LS loosing messages with persisted queue


#1

Hello Logstash experts,

I've encountered a very weird issue: I was indexing a database using the JDBC input, but realized, what the document count in ES was less than in the source table. It tuned out, that the reason was the persisted queue - with the memory queue the document count matched.
So, I tried to reproduced the issue with a very basic configuration:
logstash.yml

queue.type: memory
#queue.type: persisted
log.level: info
path.logs: c:/temp/ls_logs
path.data: c:/temp/ls_data
  1. with queue.type: memory
C:\user\programms\logstash>bin\logstash --path.settings file:///C:/user/etc/logstash_test -e "input { generator { count => 10000 } } filter {uuid {target => '@uuid'} } output {stdout {codec => line}}" -w 1 -b 1 | find /c "Hello"
10000
  1. with queue.type: persisted
C:\user\programms\logstash>bin\logstash --path.settings file:///C:/user/etc/logstash_test -e "input { generator { count => 10000 } } filter {uuid {target => '@uuid'} } output {stdout {codec => line}}" -w 1 -b 1 | find /c "Hello"
1759
  1. with queue.type: persisted once again
C:\user\programms\logstash>bin\logstash --path.settings file:///C:/user/etc/logstash_test -e "input { generator { count => 10000 } } filter {uuid {target => '@uuid'} } output {stdout {codec => line}}" -w 1 -b 1 | find /c "Hello"
1710
  1. and back to queue.type: memory
C:\user\programms\logstash>bin\logstash --path.settings file:///C:/user/etc/logstash_test -e "input { generator { count => 10000 } } filter {uuid {target => '@uuid'} } output {stdout {codec => line}}" -w 1 -b 1 | find /c "Hello"
10000

Logstash version: 5.5.0
OS: Windows 10
Java: 1.8

Does someone have an idea, what could be wrong here?
Thanks!


#2

it must be something wrong with the worker count:
-w 2 -b 100 => 9802 lines
-w 2 -b 1000 => 11700 lines
using the previous command and with queue.type: persisted
and
w/o the worker parameter:
-b 2000 => 10000
-b 10 => 10000

Update: it seems, that the worker count and the batch size are irrelevant, because sometimes it works with the same settings and sometimes does not.


#3

Sorry for bumping up the thread, but it seems to be a very important issue.
I could reproduce it on Unix as well (redhat). Make sense to open a Github ticket?
Thanks!


(Guy Boertje) #4

Your example using generator to illustrate the problem does not illustrate it at all...

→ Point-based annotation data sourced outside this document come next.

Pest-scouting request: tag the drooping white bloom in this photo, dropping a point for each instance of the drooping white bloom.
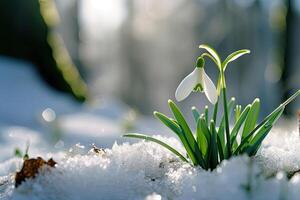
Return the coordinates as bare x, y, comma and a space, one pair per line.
197, 80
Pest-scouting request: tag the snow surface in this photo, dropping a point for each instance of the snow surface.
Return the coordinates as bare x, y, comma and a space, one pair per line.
141, 170
144, 170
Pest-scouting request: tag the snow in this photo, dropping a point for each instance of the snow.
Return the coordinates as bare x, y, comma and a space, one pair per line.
144, 170
57, 128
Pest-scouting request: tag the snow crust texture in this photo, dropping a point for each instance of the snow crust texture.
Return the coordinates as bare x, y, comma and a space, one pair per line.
145, 170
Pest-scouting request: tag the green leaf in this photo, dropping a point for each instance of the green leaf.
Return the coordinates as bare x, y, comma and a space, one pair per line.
196, 114
235, 55
270, 120
213, 53
237, 112
203, 137
251, 118
152, 139
221, 129
239, 123
206, 114
220, 148
213, 146
186, 129
168, 122
177, 129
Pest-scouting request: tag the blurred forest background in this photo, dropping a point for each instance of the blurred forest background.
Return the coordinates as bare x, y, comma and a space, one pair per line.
139, 50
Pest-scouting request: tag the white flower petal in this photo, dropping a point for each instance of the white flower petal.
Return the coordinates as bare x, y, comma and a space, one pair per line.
209, 88
186, 86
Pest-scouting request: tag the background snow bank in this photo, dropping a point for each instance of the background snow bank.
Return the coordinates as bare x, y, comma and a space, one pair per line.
146, 171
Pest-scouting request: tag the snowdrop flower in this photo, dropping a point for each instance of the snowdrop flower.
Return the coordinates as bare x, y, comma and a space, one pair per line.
198, 80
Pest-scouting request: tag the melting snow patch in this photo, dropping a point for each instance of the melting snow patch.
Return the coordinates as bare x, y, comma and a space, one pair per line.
145, 170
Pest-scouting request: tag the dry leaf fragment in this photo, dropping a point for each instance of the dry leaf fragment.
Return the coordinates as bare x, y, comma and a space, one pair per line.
31, 168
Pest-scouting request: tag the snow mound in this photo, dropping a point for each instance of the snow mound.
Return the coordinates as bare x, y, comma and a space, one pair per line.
144, 170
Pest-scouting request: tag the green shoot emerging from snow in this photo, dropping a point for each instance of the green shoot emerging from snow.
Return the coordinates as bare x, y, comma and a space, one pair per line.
213, 142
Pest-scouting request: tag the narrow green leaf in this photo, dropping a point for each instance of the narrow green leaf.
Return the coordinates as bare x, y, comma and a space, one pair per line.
196, 114
233, 56
269, 121
271, 118
251, 118
206, 113
221, 129
213, 53
201, 138
152, 139
220, 148
185, 129
168, 122
179, 132
213, 146
239, 123
237, 112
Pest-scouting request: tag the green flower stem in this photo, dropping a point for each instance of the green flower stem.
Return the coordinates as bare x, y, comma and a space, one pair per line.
223, 85
226, 122
215, 111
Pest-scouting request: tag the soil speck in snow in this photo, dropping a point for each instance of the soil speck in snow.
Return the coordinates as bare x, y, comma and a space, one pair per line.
31, 167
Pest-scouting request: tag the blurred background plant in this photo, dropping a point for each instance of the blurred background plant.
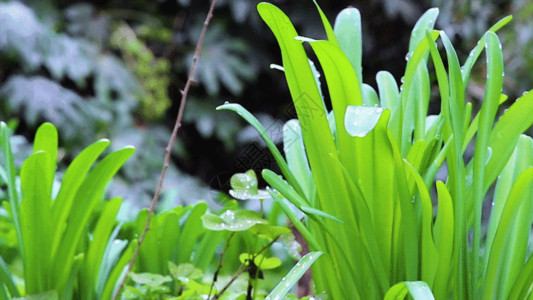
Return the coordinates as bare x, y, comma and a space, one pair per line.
114, 69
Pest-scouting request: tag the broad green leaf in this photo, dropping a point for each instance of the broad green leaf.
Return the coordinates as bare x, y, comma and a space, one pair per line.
505, 134
12, 191
230, 220
370, 97
241, 111
184, 272
512, 205
284, 188
293, 276
191, 231
244, 186
119, 272
474, 54
419, 290
522, 286
443, 234
263, 263
489, 108
88, 195
36, 221
149, 251
152, 280
6, 278
46, 140
360, 120
348, 31
268, 231
389, 94
424, 23
48, 295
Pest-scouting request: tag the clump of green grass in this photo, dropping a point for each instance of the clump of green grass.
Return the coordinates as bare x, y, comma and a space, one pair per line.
362, 172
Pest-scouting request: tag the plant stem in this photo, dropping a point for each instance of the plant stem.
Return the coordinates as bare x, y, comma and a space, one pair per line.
168, 149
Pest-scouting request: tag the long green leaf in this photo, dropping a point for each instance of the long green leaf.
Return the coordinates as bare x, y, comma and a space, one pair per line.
246, 115
349, 36
286, 284
88, 195
419, 290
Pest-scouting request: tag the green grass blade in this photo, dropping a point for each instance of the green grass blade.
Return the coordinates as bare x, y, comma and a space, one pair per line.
246, 115
293, 276
522, 286
70, 184
190, 232
487, 113
342, 90
389, 94
296, 221
88, 195
327, 26
505, 134
46, 140
119, 272
6, 280
95, 252
443, 233
474, 54
515, 199
293, 147
419, 290
349, 36
12, 191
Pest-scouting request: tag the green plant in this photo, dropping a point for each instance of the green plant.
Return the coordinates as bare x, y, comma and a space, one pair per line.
362, 173
57, 246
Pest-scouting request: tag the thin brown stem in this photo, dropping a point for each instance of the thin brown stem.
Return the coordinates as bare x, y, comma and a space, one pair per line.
168, 149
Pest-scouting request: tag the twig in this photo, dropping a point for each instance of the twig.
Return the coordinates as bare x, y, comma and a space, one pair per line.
168, 149
219, 267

The generator input is the one and only input that shuts down LS when its done. With memory queue, as its synchronous, when the last 10000th event is produced the filter/output will process it - but with PQ these two functions are disconnected so the input rapidly produces 10000 events and persists them then begins the shutdown, The filter/output stage only processes 1750 ish events before it is shutdown, the rest are in the PQ for next time.

This is by design. There will be a queue.drain option available soon to allow for ephemeral container based instances to drain the queue after receiving an ordered shutdown command.

Back to your original problem.

Are you shutting down LS after the JDBC input has read the DB contents (but before the filter/outputs have read all events out of the queue?

If you look at the path.queue contents, you should see the queue growing while the inputs write faster than the filters read but once the inputs have stopped the contents should shrink until there two files left - NNN.page file and its checkpoint file.


#5

thank you very much for getting back to me!
I see, my "generator" example was not a proper way to reproduce the issue.
I cannot run the original tests currently, but as far as I remember, I was shutting down the LS instance by Ctrl-C. The size of the queue directory was 256Mb - basically it contained one page file, but I need to double check this again.
And thanks a lot for the explanation how the PQ works. That explains as well, why sometimes the number or processed events were more 10.000.
I'll re-test with the JDBC input and let you know.


(system) #6

This topic was automatically closed 28 days after the last reply. New replies are no longer allowed.